Balanced Scenario (1000 calib vs 1000 test)¶
| Metric | Base | Bagged-50 | Improvement |
|---|---|---|---|
| Weight Std | 2.884 | 2.957 | -2.5% (worse) |
| Extreme Weights | 0 | 0 | No change |
| Time | 0.14s | 0.34s | 2.4x slower |
Verdict: Not recommended for balanced sets.
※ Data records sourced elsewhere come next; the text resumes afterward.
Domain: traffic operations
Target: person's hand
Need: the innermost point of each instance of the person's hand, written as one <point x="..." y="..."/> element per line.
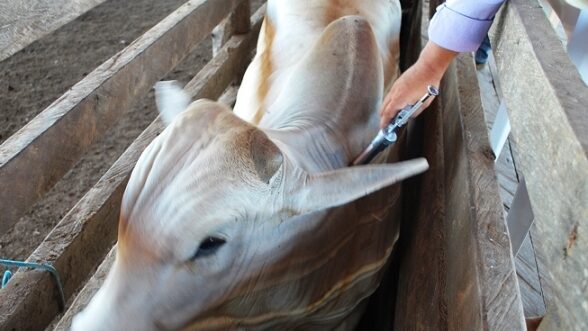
<point x="412" y="84"/>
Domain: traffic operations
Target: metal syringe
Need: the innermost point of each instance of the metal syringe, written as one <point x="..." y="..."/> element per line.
<point x="387" y="136"/>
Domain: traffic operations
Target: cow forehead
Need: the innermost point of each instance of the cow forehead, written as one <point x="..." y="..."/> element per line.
<point x="188" y="182"/>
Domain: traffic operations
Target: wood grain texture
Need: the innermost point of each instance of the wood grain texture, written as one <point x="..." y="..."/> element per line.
<point x="458" y="272"/>
<point x="23" y="22"/>
<point x="80" y="241"/>
<point x="74" y="247"/>
<point x="86" y="294"/>
<point x="547" y="105"/>
<point x="38" y="155"/>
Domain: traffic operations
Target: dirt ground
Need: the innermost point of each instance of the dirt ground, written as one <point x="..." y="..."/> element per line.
<point x="36" y="76"/>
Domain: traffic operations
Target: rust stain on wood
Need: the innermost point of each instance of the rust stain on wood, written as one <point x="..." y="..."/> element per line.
<point x="266" y="67"/>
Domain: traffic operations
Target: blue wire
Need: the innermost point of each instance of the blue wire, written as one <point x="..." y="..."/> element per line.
<point x="45" y="266"/>
<point x="6" y="278"/>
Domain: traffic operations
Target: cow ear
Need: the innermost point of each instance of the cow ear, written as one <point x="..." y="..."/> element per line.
<point x="170" y="99"/>
<point x="334" y="188"/>
<point x="266" y="156"/>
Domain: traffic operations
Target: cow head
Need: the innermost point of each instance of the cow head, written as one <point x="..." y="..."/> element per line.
<point x="201" y="214"/>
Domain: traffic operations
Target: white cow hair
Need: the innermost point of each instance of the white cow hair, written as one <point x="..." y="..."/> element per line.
<point x="170" y="99"/>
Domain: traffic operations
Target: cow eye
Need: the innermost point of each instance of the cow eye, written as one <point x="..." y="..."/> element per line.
<point x="208" y="247"/>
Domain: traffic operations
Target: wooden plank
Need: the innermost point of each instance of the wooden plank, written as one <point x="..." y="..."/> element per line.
<point x="83" y="237"/>
<point x="464" y="277"/>
<point x="229" y="96"/>
<point x="547" y="101"/>
<point x="86" y="294"/>
<point x="500" y="295"/>
<point x="23" y="22"/>
<point x="38" y="155"/>
<point x="236" y="23"/>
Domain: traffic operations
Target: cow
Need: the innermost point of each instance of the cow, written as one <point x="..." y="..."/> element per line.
<point x="253" y="219"/>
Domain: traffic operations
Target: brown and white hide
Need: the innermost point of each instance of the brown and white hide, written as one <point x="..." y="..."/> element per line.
<point x="253" y="221"/>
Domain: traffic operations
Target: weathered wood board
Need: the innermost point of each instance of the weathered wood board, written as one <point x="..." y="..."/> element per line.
<point x="22" y="22"/>
<point x="38" y="155"/>
<point x="80" y="241"/>
<point x="457" y="272"/>
<point x="548" y="108"/>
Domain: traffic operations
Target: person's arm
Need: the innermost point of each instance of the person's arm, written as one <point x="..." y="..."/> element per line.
<point x="458" y="26"/>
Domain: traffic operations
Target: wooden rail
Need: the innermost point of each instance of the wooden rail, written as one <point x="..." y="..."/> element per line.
<point x="464" y="277"/>
<point x="39" y="154"/>
<point x="23" y="22"/>
<point x="81" y="240"/>
<point x="548" y="108"/>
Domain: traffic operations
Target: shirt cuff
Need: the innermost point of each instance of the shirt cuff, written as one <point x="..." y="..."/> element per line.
<point x="457" y="32"/>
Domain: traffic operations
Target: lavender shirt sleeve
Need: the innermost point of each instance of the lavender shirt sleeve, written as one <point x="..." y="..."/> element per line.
<point x="461" y="25"/>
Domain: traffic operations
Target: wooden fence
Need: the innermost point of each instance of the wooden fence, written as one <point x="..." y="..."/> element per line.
<point x="454" y="268"/>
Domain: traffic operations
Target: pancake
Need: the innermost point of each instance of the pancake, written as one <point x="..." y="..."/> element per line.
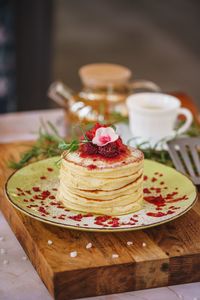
<point x="111" y="187"/>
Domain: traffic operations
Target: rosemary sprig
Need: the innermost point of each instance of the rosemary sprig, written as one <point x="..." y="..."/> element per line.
<point x="50" y="143"/>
Extreme Imbalance (1000 calib vs 25 test)¶
| Metric | Logistic Base | Logistic Bagged-50 | Improvement |
|---|---|---|---|
| Weight Std | 1.604 | 0.841 | 48% better |
| Extreme Weights | 612 | 385 | 37% reduction |
| Recall | 0.067 | 0.200 | 3x better |
| Time | 0.14s | 0.34s | 2.4x slower |
| Metric | Forest Base | Forest Bagged-50 | Improvement |
|---|---|---|---|
| Weight Std | 0.153 | 0.259 | Slightly higher but stable |
| Extreme Weights | 599 | 0 | 100% elimination |
| Recall | 0.333 | 1.000 | Better in this benchmark |
| FDR | 0.000 | 0.190 | Acceptable trade-off |
| Time | 0.24s | 6.4s | 27x slower |
Verdict: Consider for extreme imbalance when the added runtime is acceptable. Validate on your own labeled data before adopting it as a default.
Configuration Parameters¶
n_bootstraps (default: 100): - Number of bootstrap iterations - Higher = more stable, but slower - Recommended: 20-50 for small test batches, 50-100 for critical applications
clip_quantile (default: 0.05): - Adaptive quantile-based clipping - Clips to (quantile, 1-quantile) percentiles - Use when weight distribution is unknown - Set to None to disable clipping
Advanced Example: Streaming Detection¶
For online/streaming anomaly detection with small batches:
from nonconform import ConformalDetector, Split, forest_weight_estimator
from nonconform.enums import Pruning
from nonconform.weighting import BootstrapBaggedWeightEstimator
from pyod.models.iforest import IForest
# Configuration for small batch streaming
weight_est = BootstrapBaggedWeightEstimator(
base_estimator=forest_weight_estimator(n_estimators=50, max_depth=10),
n_bootstraps=50,
clip_quantile=0.05, # Adaptive clipping
)
detector = ConformalDetector(
detector=IForest(),
strategy=Split(n_calib=1000), # Large calibration set
aggregation="median",
weight_estimator=weight_est,
seed=42,
)
# Train on historical data
detector.fit(X_historical)
# Process small incoming batches
for X_batch in stream_data(batch_size=25):
discoveries = detector.select(
X_batch,
alpha=0.1,
pruning=Pruning.DETERMINISTIC,
seed=42,
)
print(f"Detected {discoveries.sum()} anomalies in batch of {len(X_batch)}")
Cost-Benefit Analysis¶
| Configuration | Time | Quality | Use Case |
|---|---|---|---|
| Logistic (Base) | 0.14s | Baseline | Standard balanced scenarios |
| Logistic + Bagging(50) | 0.34s | +48% weight stability | Moderate imbalance, quality focus |
| Forest (Base) | 0.24s | Good for non-linear | Standard scenarios |
| Forest + Bagging(50) | 6.4s | Best in this benchmark | Extreme imbalance, quality focus |
Recommendation: Use forest_weight_estimator + BootstrapBaggedWeightEstimator when:
- Calibration set is 40x larger than test batch (e.g., 1000:25)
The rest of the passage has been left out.